Valeur d'usage et valeur d'échange
La valeur d’usage et la valeur d’échange sont les deux caractéristiques essentielles de la marchandise.
La distinction valeur d'usage/valeur d'échange est utilisée par Marx, mais avant lui elle avait déjà été établie et utilisée par Aristote, Adam Smith ou Ricardo.
1 Définitions[modifier | modifier le wikicode]
1.1 Valeur d'usage[modifier | modifier le wikicode]
Tout objet que l'on utilise a par définition une valeur d'usage. N'importe quel objet peut avoir une valeur d'usage, qu'il soit marchandise ou non : un couteau du commerce ou un silex taillé soi-même reste un objet avec une valeur d'usage pour son utilisateur. C'est l'utilisation qui la lui confère, dit autrement, "La valeur d'usage n'a de valeur que pour l'usage et ne se réalise que dans le procès de la consommation."[1] En revanche, toute marchandise possède une valeur d'usage, puisque c'est la condition première pour qu'elle intéresse des acheteurs.
1.2 Valeur d'échange[modifier | modifier le wikicode]
Si l'on prend le cas moyen d'un échange équilibré, il existe une grandeur commune entre les deux objets que l'on échange.

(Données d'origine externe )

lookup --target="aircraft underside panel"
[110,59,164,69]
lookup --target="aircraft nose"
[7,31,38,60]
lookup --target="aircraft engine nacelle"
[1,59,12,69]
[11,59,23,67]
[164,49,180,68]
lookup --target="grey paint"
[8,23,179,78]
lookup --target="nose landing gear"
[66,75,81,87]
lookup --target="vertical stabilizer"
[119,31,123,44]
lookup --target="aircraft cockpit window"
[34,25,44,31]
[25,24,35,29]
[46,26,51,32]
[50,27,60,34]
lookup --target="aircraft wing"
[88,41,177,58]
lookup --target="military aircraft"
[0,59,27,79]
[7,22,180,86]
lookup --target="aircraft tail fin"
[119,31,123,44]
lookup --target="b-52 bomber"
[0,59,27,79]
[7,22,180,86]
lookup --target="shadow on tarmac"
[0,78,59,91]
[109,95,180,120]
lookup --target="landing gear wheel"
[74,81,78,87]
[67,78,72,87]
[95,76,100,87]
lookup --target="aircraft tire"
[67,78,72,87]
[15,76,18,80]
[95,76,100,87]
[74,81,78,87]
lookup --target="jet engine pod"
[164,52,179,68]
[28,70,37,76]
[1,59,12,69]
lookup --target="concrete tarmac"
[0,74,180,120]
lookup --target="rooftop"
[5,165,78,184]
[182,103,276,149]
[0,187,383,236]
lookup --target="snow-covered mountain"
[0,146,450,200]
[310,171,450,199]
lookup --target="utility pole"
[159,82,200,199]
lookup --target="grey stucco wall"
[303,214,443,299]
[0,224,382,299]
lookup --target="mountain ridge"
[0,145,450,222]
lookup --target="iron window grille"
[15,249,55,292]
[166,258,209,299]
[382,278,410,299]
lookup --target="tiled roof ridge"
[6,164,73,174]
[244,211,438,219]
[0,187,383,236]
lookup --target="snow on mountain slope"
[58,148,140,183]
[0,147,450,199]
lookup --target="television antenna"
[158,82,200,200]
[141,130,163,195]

Plus généralement, il existe une grandeur commune à toutes les marchandises échangeables sur le marché, grandeur qui se matérialise dans leur étalon commun : l'argent. Cette grandeur est la valeur d'échange.
On parle aussi de prix relatif.
1.3 La double nature de la marchandise[modifier | modifier le wikicode]
Une marchandises est donc caractérisée à la fois par sa valeur d'usage, et par sa valeur d'échange. Dans le langage du Capital de Marx, c'est ce qui est appelé la nature bifide de la marchandise.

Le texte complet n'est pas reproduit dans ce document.